DERA ISMAIL KHAN, Pakistan (Reuters) - Two suspected U.S. drones fired missiles at militant hideouts in northwest Pakistan on Friday killing at least seven fighters, Pakistani intelligence officials said.
The attacks took place in the same area where the Pakistani army has been mounting an air-and-ground operation against Pakistani Taliban insurgents who are fighting against the government in order to set up a sharia state in Pakistan.
Areas along Pakistan’s porous border with Afghanistan are home to a range of domestic and foreign militants and the authorities have been under pressure to do more to eliminate the insurgents who cross into Afghanistan and stage attacks there.
Pakistani Taliban are based on both sides of the border.
On Friday, intelligence official said both of the latest air strikes took place in Pakistan’s remote North Waziristan region targeting Uzbek and Punjabi Taliban hideouts.
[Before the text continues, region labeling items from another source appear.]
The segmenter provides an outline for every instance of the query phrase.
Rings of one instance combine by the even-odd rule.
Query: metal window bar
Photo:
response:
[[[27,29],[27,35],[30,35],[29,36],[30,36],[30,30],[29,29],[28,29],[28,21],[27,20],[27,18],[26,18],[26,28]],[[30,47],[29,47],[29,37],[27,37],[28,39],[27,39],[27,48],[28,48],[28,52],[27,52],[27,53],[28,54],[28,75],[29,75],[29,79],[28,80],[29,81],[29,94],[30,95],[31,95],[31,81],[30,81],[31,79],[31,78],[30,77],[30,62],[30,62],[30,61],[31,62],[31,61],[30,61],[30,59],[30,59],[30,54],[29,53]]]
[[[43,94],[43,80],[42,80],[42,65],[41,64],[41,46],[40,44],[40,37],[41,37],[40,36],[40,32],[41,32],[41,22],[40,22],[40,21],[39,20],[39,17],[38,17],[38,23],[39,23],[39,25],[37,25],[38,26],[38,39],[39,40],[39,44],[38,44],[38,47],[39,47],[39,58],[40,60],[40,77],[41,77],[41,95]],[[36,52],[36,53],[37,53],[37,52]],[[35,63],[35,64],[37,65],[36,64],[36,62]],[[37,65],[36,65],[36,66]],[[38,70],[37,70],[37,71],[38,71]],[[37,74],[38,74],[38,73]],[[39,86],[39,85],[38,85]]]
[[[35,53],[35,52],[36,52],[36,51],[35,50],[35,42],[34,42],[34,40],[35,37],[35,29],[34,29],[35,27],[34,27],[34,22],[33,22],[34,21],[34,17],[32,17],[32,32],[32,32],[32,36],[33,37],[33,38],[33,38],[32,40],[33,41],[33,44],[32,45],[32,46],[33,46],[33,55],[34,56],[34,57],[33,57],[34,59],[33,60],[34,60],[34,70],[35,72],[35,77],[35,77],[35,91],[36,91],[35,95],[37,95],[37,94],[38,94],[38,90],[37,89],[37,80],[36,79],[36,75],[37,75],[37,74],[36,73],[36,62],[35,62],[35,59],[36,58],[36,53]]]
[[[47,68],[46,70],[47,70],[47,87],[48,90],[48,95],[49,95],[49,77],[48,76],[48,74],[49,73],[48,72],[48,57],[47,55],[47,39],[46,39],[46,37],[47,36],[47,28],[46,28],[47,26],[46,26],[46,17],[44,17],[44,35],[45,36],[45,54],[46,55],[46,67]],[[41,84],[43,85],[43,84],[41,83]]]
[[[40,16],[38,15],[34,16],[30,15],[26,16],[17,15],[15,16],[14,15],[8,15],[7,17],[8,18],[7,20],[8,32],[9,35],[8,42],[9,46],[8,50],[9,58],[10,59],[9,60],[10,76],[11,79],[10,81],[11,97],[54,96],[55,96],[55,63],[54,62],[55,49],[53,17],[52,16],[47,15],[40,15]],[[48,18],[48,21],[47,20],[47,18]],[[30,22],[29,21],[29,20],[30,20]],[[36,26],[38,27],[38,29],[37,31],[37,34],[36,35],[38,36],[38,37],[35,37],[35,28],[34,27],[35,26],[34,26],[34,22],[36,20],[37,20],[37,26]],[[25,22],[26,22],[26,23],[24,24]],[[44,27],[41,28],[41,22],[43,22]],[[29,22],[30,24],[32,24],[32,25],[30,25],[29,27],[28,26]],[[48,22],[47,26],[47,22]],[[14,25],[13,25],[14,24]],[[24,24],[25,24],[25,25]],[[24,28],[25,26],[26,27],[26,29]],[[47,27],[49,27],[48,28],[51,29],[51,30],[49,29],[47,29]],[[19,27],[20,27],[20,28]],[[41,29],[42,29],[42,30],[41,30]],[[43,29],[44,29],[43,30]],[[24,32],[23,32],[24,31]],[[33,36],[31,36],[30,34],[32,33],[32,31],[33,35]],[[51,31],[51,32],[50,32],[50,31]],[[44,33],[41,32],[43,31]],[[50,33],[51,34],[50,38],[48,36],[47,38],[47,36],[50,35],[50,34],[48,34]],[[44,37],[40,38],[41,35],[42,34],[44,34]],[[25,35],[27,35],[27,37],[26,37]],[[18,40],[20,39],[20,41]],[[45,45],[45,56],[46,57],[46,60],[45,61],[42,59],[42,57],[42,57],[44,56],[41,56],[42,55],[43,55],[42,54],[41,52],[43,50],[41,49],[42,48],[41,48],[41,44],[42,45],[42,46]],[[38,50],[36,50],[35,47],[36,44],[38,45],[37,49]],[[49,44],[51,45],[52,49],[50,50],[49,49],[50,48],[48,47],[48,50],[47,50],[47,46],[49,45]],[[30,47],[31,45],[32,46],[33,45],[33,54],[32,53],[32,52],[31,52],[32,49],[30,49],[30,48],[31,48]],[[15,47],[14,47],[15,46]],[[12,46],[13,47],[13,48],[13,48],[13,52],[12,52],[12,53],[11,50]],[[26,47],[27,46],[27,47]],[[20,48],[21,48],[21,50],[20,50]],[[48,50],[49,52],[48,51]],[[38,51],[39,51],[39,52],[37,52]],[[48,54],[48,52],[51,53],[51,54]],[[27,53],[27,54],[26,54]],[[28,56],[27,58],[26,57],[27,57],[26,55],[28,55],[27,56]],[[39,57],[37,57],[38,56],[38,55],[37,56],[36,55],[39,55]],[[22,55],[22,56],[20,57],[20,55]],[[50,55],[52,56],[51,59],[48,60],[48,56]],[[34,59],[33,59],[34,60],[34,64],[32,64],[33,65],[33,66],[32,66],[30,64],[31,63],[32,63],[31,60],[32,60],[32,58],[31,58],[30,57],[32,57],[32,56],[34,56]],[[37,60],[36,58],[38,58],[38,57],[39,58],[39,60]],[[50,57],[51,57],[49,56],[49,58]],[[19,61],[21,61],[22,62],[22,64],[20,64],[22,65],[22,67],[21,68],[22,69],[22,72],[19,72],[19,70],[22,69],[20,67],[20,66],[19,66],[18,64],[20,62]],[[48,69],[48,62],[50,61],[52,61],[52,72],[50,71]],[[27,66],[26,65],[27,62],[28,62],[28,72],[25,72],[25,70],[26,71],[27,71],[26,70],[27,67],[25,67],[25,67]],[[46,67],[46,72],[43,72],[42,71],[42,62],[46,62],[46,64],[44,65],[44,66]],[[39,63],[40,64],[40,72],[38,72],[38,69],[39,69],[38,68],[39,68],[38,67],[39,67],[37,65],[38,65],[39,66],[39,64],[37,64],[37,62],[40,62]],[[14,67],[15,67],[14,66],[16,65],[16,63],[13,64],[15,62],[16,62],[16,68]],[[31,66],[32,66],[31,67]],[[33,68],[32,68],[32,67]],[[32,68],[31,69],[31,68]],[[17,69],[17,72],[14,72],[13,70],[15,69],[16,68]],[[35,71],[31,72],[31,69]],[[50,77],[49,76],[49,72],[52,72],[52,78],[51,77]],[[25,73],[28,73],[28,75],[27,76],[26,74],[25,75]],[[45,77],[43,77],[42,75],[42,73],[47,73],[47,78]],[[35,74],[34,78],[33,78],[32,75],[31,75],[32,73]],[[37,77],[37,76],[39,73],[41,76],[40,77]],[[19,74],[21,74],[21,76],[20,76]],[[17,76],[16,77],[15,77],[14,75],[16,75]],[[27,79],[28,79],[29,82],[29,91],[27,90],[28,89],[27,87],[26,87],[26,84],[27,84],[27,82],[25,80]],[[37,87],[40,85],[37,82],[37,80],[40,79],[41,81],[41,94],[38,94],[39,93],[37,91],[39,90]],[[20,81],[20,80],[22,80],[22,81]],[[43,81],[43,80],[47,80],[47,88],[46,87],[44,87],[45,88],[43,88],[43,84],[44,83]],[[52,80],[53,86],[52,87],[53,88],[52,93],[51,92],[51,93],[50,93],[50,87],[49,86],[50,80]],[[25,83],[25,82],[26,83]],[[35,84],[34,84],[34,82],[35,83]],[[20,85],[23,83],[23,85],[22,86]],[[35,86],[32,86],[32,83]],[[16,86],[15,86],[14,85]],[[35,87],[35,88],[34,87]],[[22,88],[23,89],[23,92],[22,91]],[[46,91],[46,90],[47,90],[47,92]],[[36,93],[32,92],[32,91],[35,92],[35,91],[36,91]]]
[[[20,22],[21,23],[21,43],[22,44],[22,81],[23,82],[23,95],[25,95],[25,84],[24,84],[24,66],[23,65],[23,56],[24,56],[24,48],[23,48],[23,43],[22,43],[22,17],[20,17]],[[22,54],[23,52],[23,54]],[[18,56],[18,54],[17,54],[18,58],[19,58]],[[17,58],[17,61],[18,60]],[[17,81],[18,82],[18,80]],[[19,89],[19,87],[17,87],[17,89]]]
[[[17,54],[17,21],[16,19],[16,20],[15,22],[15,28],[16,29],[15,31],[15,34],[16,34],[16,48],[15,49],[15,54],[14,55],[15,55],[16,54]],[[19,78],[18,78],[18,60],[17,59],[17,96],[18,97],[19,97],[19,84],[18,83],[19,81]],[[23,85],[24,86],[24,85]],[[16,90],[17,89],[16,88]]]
Pakistan has stepped up operations against the Taliban in response to a Dec. 16 school massacre in which more than 130 children were killed, but details of its efforts are sketchy as independent journalists are not allowed in North Waziristan.
U.S. drone strikes are deeply unpopular in Pakistan and the government is officially against them, even though many senior Pakistani Taliban commanders have been killed in such attacks in past years. U.S. officials almost never publicly comment on its drone policy in Pakistan.